Gasolina que cuesta caro… el silencio que también daña

En Tarija, el transporte público y privado se ha convertido en el termómetro más sensible de una crisis que ya no admite evasivas: la calidad de la gasolina que se comercializa en el país. Lo que comenzó como un murmullo entre choferes por fallas repetidas hoy es una denuncia extendida que golpea motores, bolsillos y confianza. Frente a esta realidad, la pasividad no es una opción. El transporte tarijeño y la sociedad civil están llamados —con urgencia— a tomar posición.

No se trata de percepciones aisladas. Talleres mecánicos reportan un incremento inusual de inyectores obstruidos, bombas dañadas, pérdida de potencia y consumo excesivo. Transportistas de líneas urbanas, taxistas y conductores particulares coinciden en un diagnóstico preocupante: la gasolina no rinde, no cuida los motores y encarece la operación diaria.
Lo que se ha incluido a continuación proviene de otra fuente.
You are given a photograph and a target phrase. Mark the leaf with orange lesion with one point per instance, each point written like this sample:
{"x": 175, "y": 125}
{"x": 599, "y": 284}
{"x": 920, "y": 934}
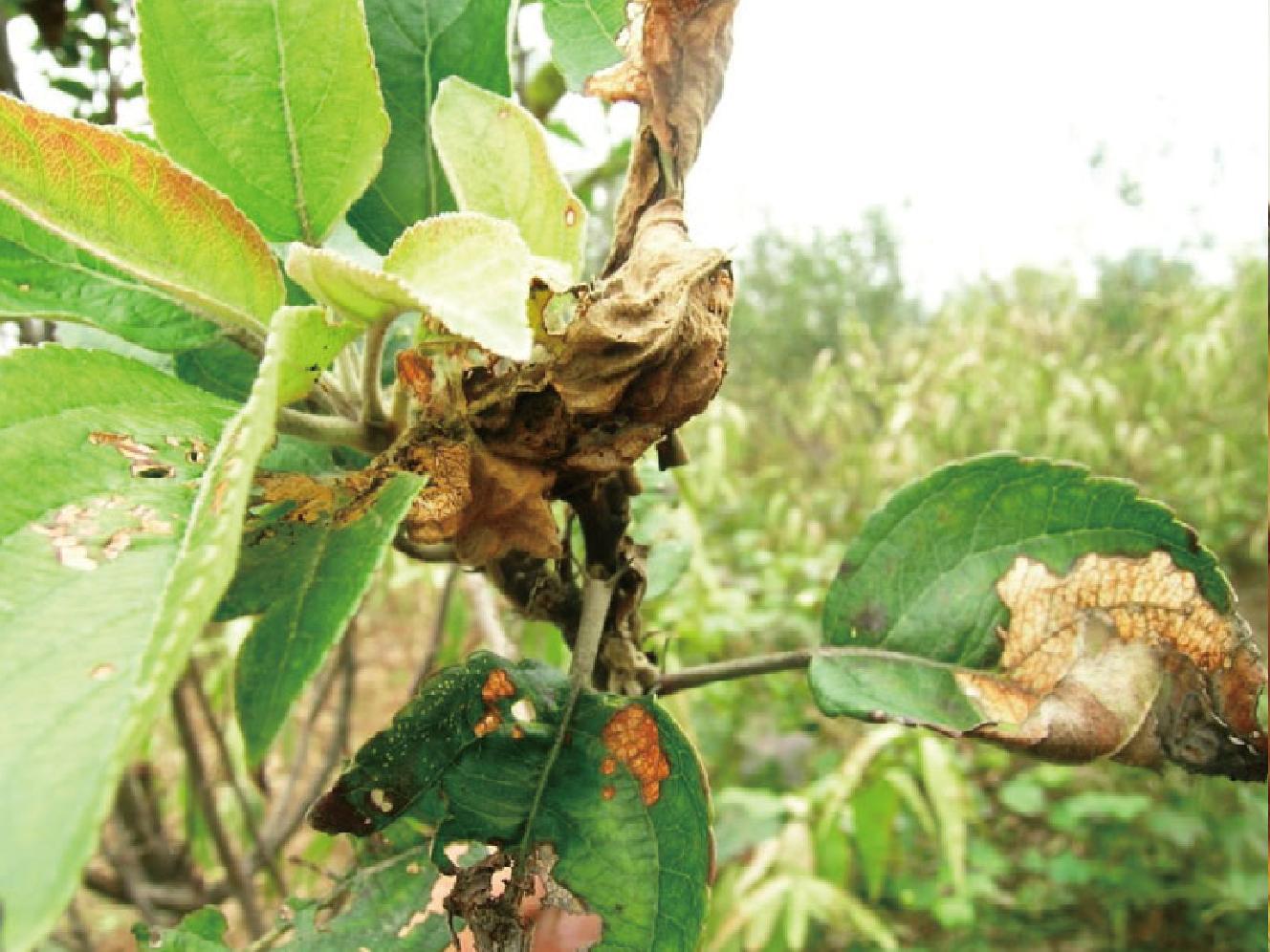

Cuando el combustible deja de cumplir su función básica, el daño se multiplica en cadena: mantenimiento más frecuente, mayor gasto, tarifas presionadas al alza y un servicio que inevitablemente se deteriora.

En este escenario, la responsabilidad recae en quien monopoliza la importación, distribución y comercialización del carburante: YPFB. El rol estratégico de la empresa estatal exige estándares técnicos rigurosos, controles transparentes y explicaciones claras. Sin embargo, lo que predomina es la ausencia de información verificable y una comunicación que no disipa dudas. Cuando el Estado administra un bien esencial, la opacidad no es un error menor: es una falta que afecta directamente a la economía cotidiana de miles de familias.

El silencio institucional se vuelve más grave cuando no encuentra contrapeso social. El transporte tarijeño, históricamente organizado y con capacidad de movilización, no puede limitarse a la queja informal. Es momento de exigir auditorías independientes de calidad, publicación de fichas técnicas, pruebas de octanaje y trazabilidad del combustible que llega a las estaciones de servicio. No para confrontar por confrontar, sino para defender una herramienta de trabajo que es, además, un insumo estratégico para la región.

La sociedad civil tampoco puede mirar de reojo. Universidades, colegios de ingenieros, asociaciones de consumidores y juntas vecinales tienen la capacidad técnica y moral para acompañar una demanda legítima: gasolina que cumpla normas, cuide los vehículos y no castigue el ingreso de la gente. Callar hoy es aceptar que el costo del problema se traslade al ciudadano común mañana.

Tarija no pide privilegios. Exige calidad, transparencia y responsabilidad. El combustible de mala calidad no solo daña motores; erosiona la confianza pública y profundiza la sensación de indefensión. Tomar posición es un deber cívico.